We also investigated the effects of penumbra and initial lesion sizes on the number of CSD waves generated and the size of the final infarct. Holding the total area of ischemia (initial lesion core plus penumbra) constant, the relation between initial lesion core area and final infarct area is roughly linear and highly correlated (r = 0.994). The number of CSD waves was reduced with an increase in the size of the initial core lesion from a maximum of four to a minimum of two CSD waves. The final infarct size was linearly proportional to the width of the penumbra, holding the initial lesion core area fixed (r = 0.997). In a separate experiment, the initial lesion core size was fixed and the surrounding penumbra was varied in its radius. As the penumbra size (radius) increased, the number of CSD waves increased from a minimum of two to a maximum of seven CSD waves. In the preceding two experiments, and for all others reported in this article, the final infarct area progressed to a location within the penumbra with a similar “critical” cerebral blood flow value of about 35% of control values. This is a testable prediction of the model under conditions with essentially linear blood flow gradients in the penumbra.

There was a trend toward an increase in CSD wave velocity (up to 6%) at the distal edge of the penumbra, compared with CSD waves measurements near midpenumbra, and a decrease in the duration(up to 13% at the distal edge compared with near midpenumbra) of CSD waves as they moved across the penumbra. These results are consistent with the hypothesis that CSD wave propagation is directly influenced by the metabolic status of the tissue through which it propagates. Since cerebral blood flow, metabolic stores, and hemodynamic responses are graded across the penumbra, the more distal from the core center the recording site is, the larger are the metabolic reserves and the greater is the degree of cerebral blood flow coupling to metabolic demands.
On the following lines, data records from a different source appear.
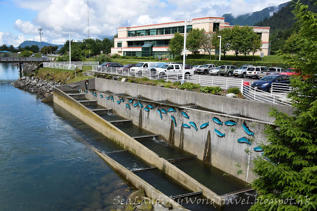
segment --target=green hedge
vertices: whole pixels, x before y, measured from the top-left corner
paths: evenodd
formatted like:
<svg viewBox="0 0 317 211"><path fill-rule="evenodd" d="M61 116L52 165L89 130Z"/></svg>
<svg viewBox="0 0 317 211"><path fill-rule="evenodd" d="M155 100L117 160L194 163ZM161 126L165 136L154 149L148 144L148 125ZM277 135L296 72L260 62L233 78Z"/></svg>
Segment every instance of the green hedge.
<svg viewBox="0 0 317 211"><path fill-rule="evenodd" d="M205 64L214 64L216 67L221 65L236 65L241 67L245 64L254 66L264 66L267 67L280 67L283 68L289 68L290 67L285 63L277 62L246 62L242 61L219 61L219 60L204 60L201 59L187 59L186 64L192 65L203 65Z"/></svg>

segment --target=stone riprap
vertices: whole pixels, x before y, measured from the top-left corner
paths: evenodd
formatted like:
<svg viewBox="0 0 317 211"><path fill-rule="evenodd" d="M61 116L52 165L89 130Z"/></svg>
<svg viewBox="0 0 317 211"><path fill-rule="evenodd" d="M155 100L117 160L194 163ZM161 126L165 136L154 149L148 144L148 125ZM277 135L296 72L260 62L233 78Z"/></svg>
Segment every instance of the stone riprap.
<svg viewBox="0 0 317 211"><path fill-rule="evenodd" d="M11 83L13 86L24 89L31 92L37 93L41 98L47 97L52 93L53 87L62 84L53 81L48 82L35 77L23 77Z"/></svg>

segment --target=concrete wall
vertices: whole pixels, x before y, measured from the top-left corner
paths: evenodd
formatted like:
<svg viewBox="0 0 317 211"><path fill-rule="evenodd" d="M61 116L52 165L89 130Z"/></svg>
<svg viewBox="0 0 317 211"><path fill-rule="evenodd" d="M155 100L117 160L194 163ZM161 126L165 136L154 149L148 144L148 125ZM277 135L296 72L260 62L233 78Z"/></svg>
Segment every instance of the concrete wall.
<svg viewBox="0 0 317 211"><path fill-rule="evenodd" d="M65 88L65 86L59 88ZM91 95L88 93L88 96L89 94ZM224 205L224 201L221 197L56 87L53 89L53 101L123 148L130 150L153 166L157 167L193 192L203 191L203 195L209 199L212 199L215 204ZM125 106L125 105L120 106Z"/></svg>
<svg viewBox="0 0 317 211"><path fill-rule="evenodd" d="M181 210L189 211L185 209L183 207L175 201L171 199L161 192L157 190L154 187L149 184L139 176L132 173L129 169L112 159L109 156L102 153L94 147L92 147L93 150L96 152L105 162L109 165L113 169L122 176L122 177L131 184L132 184L138 189L143 189L145 191L147 196L158 201L158 202L168 202L172 205L173 209L181 209Z"/></svg>
<svg viewBox="0 0 317 211"><path fill-rule="evenodd" d="M251 100L226 97L175 89L158 87L147 85L121 82L117 81L96 78L96 89L109 90L112 93L124 93L130 96L142 95L154 100L167 100L179 104L194 103L220 113L240 113L244 117L265 122L273 122L274 119L266 113L269 107L291 115L291 106Z"/></svg>
<svg viewBox="0 0 317 211"><path fill-rule="evenodd" d="M96 83L97 86L100 85L99 82ZM130 103L129 100L132 98L129 97L103 94L104 97L101 98L100 97L101 94L103 94L97 92L98 97L95 97L88 93L86 94L86 97L92 100L97 99L98 104L112 109L114 113L132 120L134 125L159 134L171 144L197 155L198 159L241 180L250 182L256 178L251 171L253 169L252 161L253 157L261 155L262 152L255 152L253 148L258 146L262 141L265 142L263 131L265 126L269 123L144 100L134 99ZM106 100L107 97L111 96L113 97L114 102L111 99ZM120 101L120 99L123 99L124 102L118 104L117 101ZM143 107L134 106L138 102ZM130 109L126 106L127 104L129 105ZM147 112L144 108L149 104L153 108ZM171 108L175 112L167 112L167 114L161 113L161 119L157 110L164 109L167 111ZM187 114L189 119L184 117L182 112ZM171 116L175 120L176 127ZM217 124L212 118L217 118L222 125ZM225 125L224 123L229 121L235 123L236 125L232 127ZM197 131L192 127L190 129L182 127L183 124L190 126L190 122L195 123ZM203 124L207 123L209 123L209 125L205 128L200 128ZM254 136L248 134L244 131L243 124L254 132ZM217 135L215 129L225 134L224 137ZM243 137L251 141L254 140L251 145L238 142L238 139ZM245 152L246 149L252 152L250 162L248 154ZM235 164L241 165L243 174L238 175L238 168Z"/></svg>

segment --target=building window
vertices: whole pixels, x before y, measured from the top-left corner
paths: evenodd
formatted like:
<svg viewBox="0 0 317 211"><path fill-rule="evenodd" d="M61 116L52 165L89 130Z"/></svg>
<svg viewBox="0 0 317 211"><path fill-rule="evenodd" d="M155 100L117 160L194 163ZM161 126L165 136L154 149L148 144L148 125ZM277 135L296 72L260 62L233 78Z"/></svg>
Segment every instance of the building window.
<svg viewBox="0 0 317 211"><path fill-rule="evenodd" d="M212 32L216 32L219 30L219 23L213 23L213 27L212 28Z"/></svg>

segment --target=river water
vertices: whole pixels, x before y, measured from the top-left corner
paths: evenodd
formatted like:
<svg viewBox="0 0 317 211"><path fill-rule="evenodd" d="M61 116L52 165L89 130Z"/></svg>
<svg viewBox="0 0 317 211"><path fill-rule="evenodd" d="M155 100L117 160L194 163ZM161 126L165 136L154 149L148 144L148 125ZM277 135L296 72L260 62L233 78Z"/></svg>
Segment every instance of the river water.
<svg viewBox="0 0 317 211"><path fill-rule="evenodd" d="M0 63L0 210L117 209L131 190L87 144L102 135L14 87L19 77Z"/></svg>

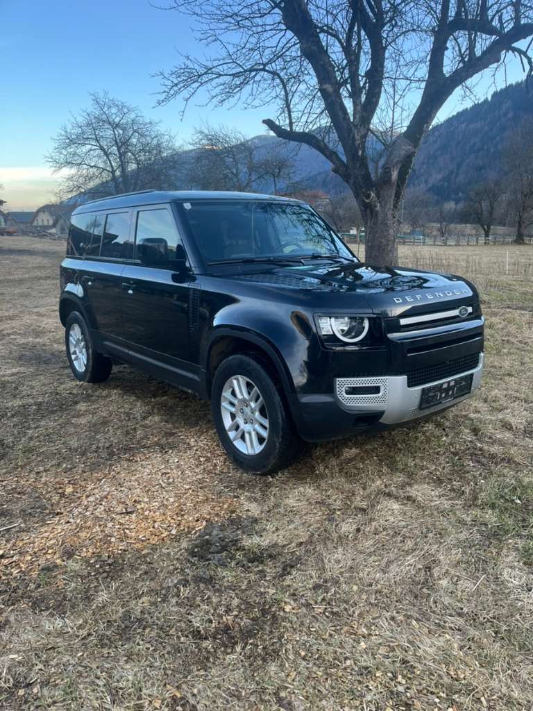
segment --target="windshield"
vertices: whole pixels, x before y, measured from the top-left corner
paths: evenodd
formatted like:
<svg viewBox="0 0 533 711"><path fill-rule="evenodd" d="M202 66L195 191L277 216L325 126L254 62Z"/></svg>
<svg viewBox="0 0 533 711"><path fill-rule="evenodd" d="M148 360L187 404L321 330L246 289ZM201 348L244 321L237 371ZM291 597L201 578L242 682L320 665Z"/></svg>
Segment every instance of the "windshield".
<svg viewBox="0 0 533 711"><path fill-rule="evenodd" d="M185 203L183 213L208 264L332 255L354 259L305 205L232 201Z"/></svg>

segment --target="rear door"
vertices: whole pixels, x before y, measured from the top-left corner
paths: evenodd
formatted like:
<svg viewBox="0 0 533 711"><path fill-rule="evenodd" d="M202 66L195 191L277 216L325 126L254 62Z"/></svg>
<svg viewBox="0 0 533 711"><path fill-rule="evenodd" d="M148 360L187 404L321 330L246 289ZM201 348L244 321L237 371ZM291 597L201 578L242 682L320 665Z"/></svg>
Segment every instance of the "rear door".
<svg viewBox="0 0 533 711"><path fill-rule="evenodd" d="M82 284L92 321L104 341L123 338L121 276L133 256L131 210L110 210L95 216L92 237L85 250Z"/></svg>
<svg viewBox="0 0 533 711"><path fill-rule="evenodd" d="M164 240L169 259L176 257L181 239L169 205L137 208L133 225L136 249L145 241ZM121 278L124 334L139 358L186 371L189 284L176 279L171 267L147 267L140 262L126 266Z"/></svg>

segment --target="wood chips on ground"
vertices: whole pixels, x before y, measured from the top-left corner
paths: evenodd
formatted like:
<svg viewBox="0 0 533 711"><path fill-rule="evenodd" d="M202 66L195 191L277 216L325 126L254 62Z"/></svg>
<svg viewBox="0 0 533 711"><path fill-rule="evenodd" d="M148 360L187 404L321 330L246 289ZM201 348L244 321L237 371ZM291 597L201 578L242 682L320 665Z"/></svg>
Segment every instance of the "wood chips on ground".
<svg viewBox="0 0 533 711"><path fill-rule="evenodd" d="M186 459L188 461L189 458ZM76 557L107 556L164 542L224 519L236 506L217 494L206 473L195 475L184 459L139 456L104 472L54 479L26 477L21 490L43 491L48 515L31 530L17 530L0 550L0 579ZM16 496L16 491L14 496Z"/></svg>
When the CSD waves invade the normal tissue surrounding the penumbra, the physical characteristics of the CSD waves approach values found in the normoxic simulations.

The model exhibits an inverse relation between infarct area and midpenumbra cerebral blood flow (r= −0.835). By varying the blood flow gradient linearly and taking midpenumbra flow as essentially representing mean penumbra blood flow, the model successfully reproduces experimental results, indicating an inverse relation between the mean cerebral blood flow and final infarct volume (Takagi et al., 1993). Simulations also are consistent with data indicating that there is an inverse relation between final infarct area and activity of Na/K-ATPase, represented by the value c _RK in the model (Williams et al., 1994). Interestingly, the total expenditure of metabolic energy is reduced when c _RK is increased because of the reduction in the duration and the number of CSD waves. Thus, surprisingly, enhancing Na/K-ATPase activity may reduce metabolic load and tissue damage in the penumbra, suggesting a possible therapeutic avenue for future studies. Finally, the model captures the effects of administering NMDA channel blockers. This is done by having the threshold for the rise in potassium,K_Θ, increase in the presence of channel blockers in proportion to the amounts of blocker infused and to local blood flow F _i (i.e., more blocker reaches well-perfused areas). This is in accordance with the findings of Marrannes and coworkers (1988), which show that NMDA antagonists cause an increase in the threshold for CSD elicitation, that is, an attenuation of the positive feedback mechanism involved in CSD generation. As K_Θ rises, CSD propagation is blocked and CSD wave amplitude is substantially attenuated in the penumbra, with incipient CSD waves quickly dying out when they occur (Marrannes et al., 1988). Both CSD initiation and anoxic depolarization onset time are maintained at their baseline values, since the metabolic status of the core is not greatly affected.